Rob Bensinger comments on Why all the fuss about recursive self-improvement?

Rob Bensinger 12 Jun 2022 23:41 UTC
7 points
6
Other issues with “just stop at human-level” include:
- We don’t actually know how to usefully measure or upper-bound the capability of an AGI. Relying on past trends in ‘how much performance tends to scale with compute’ seems extremely unreliable and dangerous to me when you first hit AGI. And it becomes completely unreliable once the system is potentially modeling its operators and adjusting its visible performance in attempts to influence operators’ beliefs.
- AI will never have the exact same skills as humans. At some levels, AI might be subhuman in many ways, superhuman in many others, and roughly par-human in still others. Safety in that case will depend on the specific skills the AI does or doesn’t have.
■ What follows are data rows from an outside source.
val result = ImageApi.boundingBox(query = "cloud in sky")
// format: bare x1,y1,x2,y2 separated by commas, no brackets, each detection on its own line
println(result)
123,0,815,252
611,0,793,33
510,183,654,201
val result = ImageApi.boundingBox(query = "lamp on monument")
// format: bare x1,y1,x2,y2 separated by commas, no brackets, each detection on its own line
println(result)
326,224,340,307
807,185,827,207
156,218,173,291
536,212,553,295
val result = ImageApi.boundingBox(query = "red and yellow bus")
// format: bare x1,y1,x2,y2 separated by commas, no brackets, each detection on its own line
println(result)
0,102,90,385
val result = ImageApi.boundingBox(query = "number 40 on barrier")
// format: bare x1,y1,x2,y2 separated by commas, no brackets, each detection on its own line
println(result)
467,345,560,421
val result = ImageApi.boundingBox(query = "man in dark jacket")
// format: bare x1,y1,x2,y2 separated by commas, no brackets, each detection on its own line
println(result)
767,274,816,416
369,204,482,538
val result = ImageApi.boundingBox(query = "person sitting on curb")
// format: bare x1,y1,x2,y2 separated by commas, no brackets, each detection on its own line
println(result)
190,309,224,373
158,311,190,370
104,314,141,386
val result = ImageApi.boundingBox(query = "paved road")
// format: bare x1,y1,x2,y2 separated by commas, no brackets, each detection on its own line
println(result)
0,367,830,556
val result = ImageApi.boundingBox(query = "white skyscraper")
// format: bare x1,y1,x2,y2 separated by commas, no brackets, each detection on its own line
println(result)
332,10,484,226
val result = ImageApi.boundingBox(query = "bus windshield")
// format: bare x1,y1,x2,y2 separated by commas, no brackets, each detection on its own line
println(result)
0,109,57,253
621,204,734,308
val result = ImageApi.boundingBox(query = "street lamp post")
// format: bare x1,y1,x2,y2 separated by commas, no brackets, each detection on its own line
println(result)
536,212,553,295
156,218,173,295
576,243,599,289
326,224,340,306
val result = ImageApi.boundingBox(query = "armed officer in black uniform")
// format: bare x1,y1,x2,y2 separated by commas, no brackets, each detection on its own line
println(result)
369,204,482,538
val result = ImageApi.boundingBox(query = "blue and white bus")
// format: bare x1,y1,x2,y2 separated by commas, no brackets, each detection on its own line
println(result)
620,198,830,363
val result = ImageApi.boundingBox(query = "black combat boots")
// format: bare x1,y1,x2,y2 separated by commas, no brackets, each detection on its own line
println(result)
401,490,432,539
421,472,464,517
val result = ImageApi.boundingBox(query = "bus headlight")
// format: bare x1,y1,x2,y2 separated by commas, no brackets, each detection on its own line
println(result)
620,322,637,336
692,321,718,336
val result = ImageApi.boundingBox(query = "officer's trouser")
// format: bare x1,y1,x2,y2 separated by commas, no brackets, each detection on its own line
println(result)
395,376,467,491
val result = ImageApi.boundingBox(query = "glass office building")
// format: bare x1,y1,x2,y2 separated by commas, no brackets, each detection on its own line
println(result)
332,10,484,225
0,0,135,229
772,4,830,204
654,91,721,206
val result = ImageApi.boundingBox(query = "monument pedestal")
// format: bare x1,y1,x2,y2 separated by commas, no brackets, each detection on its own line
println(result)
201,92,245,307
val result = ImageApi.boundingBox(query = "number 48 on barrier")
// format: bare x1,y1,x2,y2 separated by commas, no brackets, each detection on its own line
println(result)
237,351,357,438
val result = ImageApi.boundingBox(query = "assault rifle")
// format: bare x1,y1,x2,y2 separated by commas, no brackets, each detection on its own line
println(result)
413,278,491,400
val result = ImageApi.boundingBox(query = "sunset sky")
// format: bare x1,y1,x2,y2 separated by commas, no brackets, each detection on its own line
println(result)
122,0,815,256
- Usefulness/relevance will also depend on the specific skills the AI has. Some “human-level AIs” may be useless for pivotal acts, even if you know how to perfectly align them.
I endorse “don’t crank your first AGI systems up to maximum”—cranking up to maximum seems obviously suicidal to me. Limiting capabilities is absolutely essential.
But I don’t think this solves the problem on its own, and I think achieving this will be more complicated and precarious than the phrasing “human-level AI” might suggest.